The ribbon-cutting ceremony began with the Boy Scout color guard presenting the flag for the pledge of allegiance. The crowd recited every word from heart. Desert Hot Springs Mayor Scott Matas stepped to the microphone, and spoke honestly about what it means to the city to have companies like Canndescent make it their home.
“Our budget right now is $15 million, and we have some tax issues coming up in a few years that we’re going to have to deal with,” he said. “But over the next five to ten years, we face the prospect of tax revenue that should take this city to the next level, where we can clean up our roads and gutters and really make the city beautiful. That’s what I want to see. As someone who was born and raised here and lived here my whole life, and seen the roller coaster that we’ve gone through politically, I’m just so pleased to be mayor of this community and lead these efforts today.”
Canndescent principals Rick Fisher, Randy Patten, and Adrian Sedlin then made a few comments.
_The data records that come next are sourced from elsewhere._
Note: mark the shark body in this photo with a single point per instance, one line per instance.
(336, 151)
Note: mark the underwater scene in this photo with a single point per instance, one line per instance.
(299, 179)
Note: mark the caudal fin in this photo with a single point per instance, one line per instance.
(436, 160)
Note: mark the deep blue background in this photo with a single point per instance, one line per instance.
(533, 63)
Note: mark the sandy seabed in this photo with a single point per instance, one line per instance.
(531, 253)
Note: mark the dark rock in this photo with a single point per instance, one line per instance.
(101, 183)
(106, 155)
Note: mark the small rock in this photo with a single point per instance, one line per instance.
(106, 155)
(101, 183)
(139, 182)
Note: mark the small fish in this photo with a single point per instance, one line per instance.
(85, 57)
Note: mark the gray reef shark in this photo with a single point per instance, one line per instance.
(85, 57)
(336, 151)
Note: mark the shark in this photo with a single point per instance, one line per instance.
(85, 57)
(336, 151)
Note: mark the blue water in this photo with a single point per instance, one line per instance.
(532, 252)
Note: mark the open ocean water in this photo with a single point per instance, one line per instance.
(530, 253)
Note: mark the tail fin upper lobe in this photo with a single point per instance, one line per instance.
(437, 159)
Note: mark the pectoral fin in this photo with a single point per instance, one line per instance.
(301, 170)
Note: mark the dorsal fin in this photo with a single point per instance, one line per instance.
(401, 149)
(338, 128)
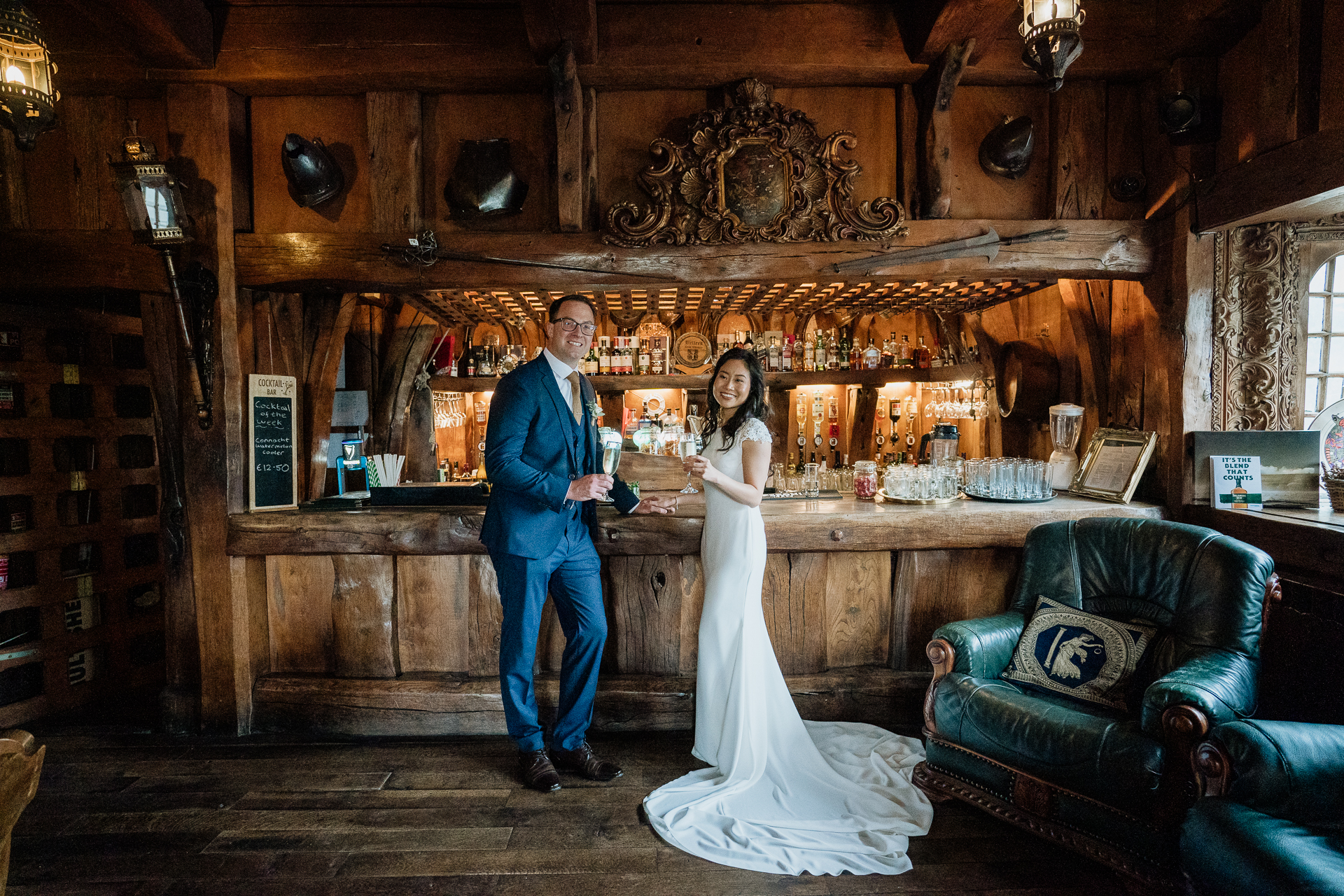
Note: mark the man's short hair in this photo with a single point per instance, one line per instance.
(554, 312)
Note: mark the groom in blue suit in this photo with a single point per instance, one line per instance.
(545, 464)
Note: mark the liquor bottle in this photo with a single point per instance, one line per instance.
(657, 358)
(872, 356)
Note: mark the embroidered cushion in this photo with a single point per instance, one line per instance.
(1079, 654)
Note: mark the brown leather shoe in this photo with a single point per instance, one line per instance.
(585, 763)
(538, 773)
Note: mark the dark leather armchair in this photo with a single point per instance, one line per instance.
(1112, 785)
(1272, 817)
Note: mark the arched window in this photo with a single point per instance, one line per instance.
(1324, 339)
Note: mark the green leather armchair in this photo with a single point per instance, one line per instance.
(1273, 812)
(1108, 783)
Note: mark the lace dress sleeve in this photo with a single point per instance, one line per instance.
(756, 430)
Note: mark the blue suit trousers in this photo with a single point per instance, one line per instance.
(573, 577)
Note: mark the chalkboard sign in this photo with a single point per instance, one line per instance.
(270, 442)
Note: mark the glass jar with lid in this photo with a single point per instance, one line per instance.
(864, 480)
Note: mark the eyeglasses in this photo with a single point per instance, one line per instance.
(588, 330)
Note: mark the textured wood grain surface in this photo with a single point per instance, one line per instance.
(790, 526)
(354, 262)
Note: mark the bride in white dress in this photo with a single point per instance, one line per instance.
(784, 796)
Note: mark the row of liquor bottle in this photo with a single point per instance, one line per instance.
(629, 355)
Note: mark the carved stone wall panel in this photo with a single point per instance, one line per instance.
(1259, 340)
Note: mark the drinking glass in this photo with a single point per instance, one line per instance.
(685, 449)
(811, 481)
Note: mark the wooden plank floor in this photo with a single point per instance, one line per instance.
(125, 813)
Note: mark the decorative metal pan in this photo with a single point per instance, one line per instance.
(986, 498)
(888, 498)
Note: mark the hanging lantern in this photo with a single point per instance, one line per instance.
(150, 194)
(1050, 35)
(27, 96)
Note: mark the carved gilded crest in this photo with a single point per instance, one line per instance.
(752, 172)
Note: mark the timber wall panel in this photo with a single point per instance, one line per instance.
(300, 613)
(365, 617)
(487, 617)
(794, 603)
(342, 124)
(523, 118)
(858, 609)
(433, 613)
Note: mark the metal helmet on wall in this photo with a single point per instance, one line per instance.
(484, 183)
(312, 174)
(1006, 150)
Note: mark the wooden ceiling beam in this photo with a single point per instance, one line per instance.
(553, 22)
(353, 262)
(162, 34)
(1301, 181)
(930, 27)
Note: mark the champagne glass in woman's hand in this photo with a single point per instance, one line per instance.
(685, 449)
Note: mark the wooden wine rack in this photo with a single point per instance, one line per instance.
(78, 461)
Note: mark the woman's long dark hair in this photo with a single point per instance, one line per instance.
(755, 406)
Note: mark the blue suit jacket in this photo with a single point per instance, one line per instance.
(533, 450)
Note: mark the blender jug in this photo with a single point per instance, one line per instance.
(1066, 422)
(940, 445)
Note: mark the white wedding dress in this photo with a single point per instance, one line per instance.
(784, 796)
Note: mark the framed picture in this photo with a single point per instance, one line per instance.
(1113, 464)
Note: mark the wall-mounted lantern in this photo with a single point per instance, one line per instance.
(27, 94)
(155, 211)
(1050, 35)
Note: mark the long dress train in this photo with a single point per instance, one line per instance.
(783, 796)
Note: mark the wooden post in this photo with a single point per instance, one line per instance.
(213, 460)
(568, 108)
(394, 162)
(1078, 149)
(327, 318)
(933, 94)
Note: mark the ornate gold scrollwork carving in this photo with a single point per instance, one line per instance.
(752, 172)
(1256, 330)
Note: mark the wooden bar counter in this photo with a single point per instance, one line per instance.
(386, 621)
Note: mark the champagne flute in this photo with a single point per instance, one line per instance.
(685, 449)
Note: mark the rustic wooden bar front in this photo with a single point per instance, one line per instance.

Canndescent CEO Sedlin gave heartfelt thanks to staff and spouses, and also to the city officials who helped bring Canndescent online in a mere 5 months. He then made two announcements. First, he announced that Canndescent will pay up the Go Fund Me account for one of the Boy Scouts so that he can go to Washington, D.C. for a national scouting conference. At the back of the crowd, two family members of the boy began crying softly and hugging one another when they heard the news.
Sedlin also announced that Canndescent was paying Desert Hot Springs a first revenue bill in the amount of $135,000, and produced a giant-sized check, which the mayor and city council members gladly posed holding for photos.
A reception followed, but the meaning of the Canndescent ribbon-cutting ceremony was already as set in stone as the commemorative plaque the company plans to place in front of the facility to mark the occasion. Thursday was nothing less than an historic and deeply significant occasion—for Canndescent, which worked hard to become the first locally licensed cultivation facility in Southern California; for city officials, whose hopes for a bright future for their beleaguered city are being rekindled by cannabis; and for the industry, which wins big every time a city steps forward as boldly as this one has to embrace the plant.
Photo: Canndescent CEO Adrian Sedlin gestures to the indoor grow room during a tour of his new cultivation facilities.